Rugby union and destructive masculinity in New Zealand

May 6, 2009

Another university essay, this one for my Media Studies class.

Rugby union and destructive masculinity in New Zealand

The sport of rugby union has long been a cornerstone of masculinity in New Zealand, in both the creation and the enforcement of what it means to be a man in this country. Rugby’s position as “more than just a game to the New Zealander … something of the status of a national cult” (Ausubel, cited in Thomson and Sim, 119) has meant that those values associated with the sport have been allowed to permeate throughout New Zealand society. Values associated with rugby, and therefore masculinity, such as hardness, aggression and detachment from emotion (Jackson and McKenzie, cited in Thomson and Sim, 117), are often damaging. This damage is experienced in different ways by women, by men who lie outside the dominant masculine framework and even by men who buy into that framework.

Thomson and Sim point out that acceptance of the dominant form of masculinity in New Zealand is a requirement for a man “to gain respect and acceptance from other males” (118), and many women. Those men who choose to, or can only, remain outside of this form of masculinity are thus excluded from taking a full part in what has been defined as New Zealand male culture.
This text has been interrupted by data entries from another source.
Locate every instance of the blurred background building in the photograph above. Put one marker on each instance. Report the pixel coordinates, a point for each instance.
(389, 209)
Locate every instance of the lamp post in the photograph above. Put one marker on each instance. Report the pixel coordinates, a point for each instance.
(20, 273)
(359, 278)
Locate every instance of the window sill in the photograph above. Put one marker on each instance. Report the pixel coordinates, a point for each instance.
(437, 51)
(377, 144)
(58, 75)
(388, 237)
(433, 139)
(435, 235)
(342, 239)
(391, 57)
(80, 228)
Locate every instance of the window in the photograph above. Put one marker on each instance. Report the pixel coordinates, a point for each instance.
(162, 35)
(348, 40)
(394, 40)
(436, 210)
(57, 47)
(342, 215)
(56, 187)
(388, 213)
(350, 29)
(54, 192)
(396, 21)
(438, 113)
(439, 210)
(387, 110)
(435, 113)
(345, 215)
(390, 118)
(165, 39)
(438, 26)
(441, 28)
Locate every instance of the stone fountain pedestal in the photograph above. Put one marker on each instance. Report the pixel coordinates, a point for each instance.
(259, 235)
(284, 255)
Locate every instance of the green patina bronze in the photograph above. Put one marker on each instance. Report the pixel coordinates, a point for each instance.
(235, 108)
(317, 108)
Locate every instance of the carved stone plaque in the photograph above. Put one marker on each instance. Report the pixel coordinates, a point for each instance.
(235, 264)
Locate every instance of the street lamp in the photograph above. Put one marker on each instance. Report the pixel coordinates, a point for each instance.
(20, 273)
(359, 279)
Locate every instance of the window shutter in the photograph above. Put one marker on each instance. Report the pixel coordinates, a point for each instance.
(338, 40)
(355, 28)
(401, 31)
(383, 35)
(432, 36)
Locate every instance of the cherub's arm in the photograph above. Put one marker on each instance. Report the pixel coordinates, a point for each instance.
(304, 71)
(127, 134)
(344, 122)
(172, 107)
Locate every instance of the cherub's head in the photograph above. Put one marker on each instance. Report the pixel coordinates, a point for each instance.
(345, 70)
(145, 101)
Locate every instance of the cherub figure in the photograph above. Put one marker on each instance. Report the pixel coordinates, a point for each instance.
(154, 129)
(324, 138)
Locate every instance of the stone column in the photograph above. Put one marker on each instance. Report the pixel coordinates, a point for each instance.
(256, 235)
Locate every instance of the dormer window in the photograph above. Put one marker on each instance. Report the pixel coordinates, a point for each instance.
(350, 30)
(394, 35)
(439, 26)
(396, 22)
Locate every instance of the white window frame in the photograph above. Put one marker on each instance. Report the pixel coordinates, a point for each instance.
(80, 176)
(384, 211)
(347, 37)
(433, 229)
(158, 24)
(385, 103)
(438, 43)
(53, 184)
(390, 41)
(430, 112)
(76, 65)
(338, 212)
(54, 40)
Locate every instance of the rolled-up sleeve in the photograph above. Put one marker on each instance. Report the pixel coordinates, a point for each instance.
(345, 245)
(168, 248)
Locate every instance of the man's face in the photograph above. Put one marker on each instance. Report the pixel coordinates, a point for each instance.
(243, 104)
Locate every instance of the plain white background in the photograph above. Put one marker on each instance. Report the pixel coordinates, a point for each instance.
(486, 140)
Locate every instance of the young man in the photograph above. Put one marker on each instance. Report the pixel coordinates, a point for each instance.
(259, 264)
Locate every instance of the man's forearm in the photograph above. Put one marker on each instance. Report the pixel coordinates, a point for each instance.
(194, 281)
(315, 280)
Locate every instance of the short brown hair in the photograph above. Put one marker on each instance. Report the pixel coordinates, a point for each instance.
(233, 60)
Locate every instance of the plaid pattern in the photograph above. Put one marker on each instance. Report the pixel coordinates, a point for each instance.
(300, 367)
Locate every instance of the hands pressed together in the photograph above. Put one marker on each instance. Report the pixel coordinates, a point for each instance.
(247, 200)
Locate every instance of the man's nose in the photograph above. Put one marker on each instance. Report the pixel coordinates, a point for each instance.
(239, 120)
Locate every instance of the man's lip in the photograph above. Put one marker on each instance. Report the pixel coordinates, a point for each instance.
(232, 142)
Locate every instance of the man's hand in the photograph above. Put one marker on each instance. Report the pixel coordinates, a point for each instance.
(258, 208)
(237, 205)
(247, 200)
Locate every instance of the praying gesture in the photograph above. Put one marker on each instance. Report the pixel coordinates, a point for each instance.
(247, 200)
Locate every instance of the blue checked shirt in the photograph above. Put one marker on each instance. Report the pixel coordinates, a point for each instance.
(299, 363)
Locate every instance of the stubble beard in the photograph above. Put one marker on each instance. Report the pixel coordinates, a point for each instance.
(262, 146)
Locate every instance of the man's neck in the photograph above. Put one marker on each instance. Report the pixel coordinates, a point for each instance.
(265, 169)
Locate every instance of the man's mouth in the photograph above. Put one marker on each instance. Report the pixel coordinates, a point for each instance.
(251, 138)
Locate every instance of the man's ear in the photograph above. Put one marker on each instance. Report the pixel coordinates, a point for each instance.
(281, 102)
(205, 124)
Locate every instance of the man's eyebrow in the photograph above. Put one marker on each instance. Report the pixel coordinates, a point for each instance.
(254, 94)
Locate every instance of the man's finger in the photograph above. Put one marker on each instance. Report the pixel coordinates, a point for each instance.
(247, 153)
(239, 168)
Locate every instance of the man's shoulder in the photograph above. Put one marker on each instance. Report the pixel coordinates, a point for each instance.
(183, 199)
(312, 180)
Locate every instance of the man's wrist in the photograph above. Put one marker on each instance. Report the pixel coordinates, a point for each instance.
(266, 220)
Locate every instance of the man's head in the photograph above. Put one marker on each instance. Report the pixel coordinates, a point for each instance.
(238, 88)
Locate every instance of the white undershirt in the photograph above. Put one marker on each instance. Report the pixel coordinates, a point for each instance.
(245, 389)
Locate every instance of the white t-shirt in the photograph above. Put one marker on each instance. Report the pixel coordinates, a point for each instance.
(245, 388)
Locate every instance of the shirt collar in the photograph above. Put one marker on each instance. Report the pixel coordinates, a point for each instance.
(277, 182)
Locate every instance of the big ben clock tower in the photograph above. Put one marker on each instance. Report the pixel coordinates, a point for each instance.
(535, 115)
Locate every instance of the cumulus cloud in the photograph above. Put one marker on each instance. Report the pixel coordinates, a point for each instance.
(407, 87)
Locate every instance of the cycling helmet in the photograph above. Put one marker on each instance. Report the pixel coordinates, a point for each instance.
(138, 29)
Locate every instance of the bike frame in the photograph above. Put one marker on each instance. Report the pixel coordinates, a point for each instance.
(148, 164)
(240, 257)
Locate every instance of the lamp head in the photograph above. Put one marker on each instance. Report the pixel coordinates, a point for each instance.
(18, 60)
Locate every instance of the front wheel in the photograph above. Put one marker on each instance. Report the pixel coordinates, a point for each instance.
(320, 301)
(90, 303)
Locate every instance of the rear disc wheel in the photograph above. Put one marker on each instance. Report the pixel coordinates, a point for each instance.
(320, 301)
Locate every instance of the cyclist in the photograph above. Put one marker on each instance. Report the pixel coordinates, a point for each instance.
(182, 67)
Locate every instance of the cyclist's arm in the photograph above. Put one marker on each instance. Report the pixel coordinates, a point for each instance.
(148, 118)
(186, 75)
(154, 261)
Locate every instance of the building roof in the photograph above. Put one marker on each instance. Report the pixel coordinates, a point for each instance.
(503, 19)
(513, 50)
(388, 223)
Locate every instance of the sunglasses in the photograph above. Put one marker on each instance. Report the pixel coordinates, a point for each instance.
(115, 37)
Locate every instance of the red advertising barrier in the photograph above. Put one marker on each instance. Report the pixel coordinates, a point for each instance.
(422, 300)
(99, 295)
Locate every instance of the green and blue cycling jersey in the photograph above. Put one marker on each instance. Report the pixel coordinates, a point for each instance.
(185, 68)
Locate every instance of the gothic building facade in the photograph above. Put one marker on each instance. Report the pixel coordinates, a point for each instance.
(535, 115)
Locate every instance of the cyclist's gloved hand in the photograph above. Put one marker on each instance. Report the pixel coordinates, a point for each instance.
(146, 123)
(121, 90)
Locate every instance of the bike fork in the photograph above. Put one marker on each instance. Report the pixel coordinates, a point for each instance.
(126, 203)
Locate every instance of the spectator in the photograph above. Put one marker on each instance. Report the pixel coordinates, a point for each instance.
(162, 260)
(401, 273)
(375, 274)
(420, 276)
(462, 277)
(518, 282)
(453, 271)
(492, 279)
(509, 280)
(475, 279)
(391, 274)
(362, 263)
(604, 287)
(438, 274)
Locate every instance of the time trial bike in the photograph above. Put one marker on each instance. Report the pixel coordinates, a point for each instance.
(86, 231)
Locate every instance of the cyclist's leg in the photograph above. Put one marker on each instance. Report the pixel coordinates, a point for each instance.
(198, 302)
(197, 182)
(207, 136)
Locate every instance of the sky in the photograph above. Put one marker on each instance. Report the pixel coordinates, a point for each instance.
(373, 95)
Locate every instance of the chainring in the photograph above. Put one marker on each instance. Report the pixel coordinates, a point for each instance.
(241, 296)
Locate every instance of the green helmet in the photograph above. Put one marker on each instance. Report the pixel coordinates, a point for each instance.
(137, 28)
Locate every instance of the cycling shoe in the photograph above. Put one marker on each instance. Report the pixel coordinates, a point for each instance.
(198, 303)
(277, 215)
The place of nerds, queers and others in the micro society of a high school as compared to the rugby jocks is an example of this – those who do not accept the dominant form of masculinity are generally doomed to verbal and physical bullying.

The aggression rugby players show on the field can encourage aggression off of it by spectators. Anecdotal evidence exists that instances of domestic violence increase nationally after an All Blacks loss, with some Child, Youth and Family social workers and the National Collective of Independent Women’s Refuges reporting an increase in demand for their services (Rodney Times, The New Zealand Herald). A general disrespect for women is also noted by Jackson and McKenzie in the atmosphere of the rugby club, notably through the medium of song (cited in Thomson and Sim, 118).

A disengagement from emotion is another characteristic of the stereotypical ‘kiwi bloke’. This disengagement can lead to serious consequences, including an unwillingness to seek help when confronted by mental illness and potentially worsening the chances of an attempt at suicide in serious cases. This disengagement and the links between the masculinity that encourages it and rugby have been recognised, and efforts to counter this have been prominent in popular media. Most notable amongst these efforts is the Government funded depression awareness campaign fronted by John Kirwan, a highly regarded former All Black (McKenzie-Minifie).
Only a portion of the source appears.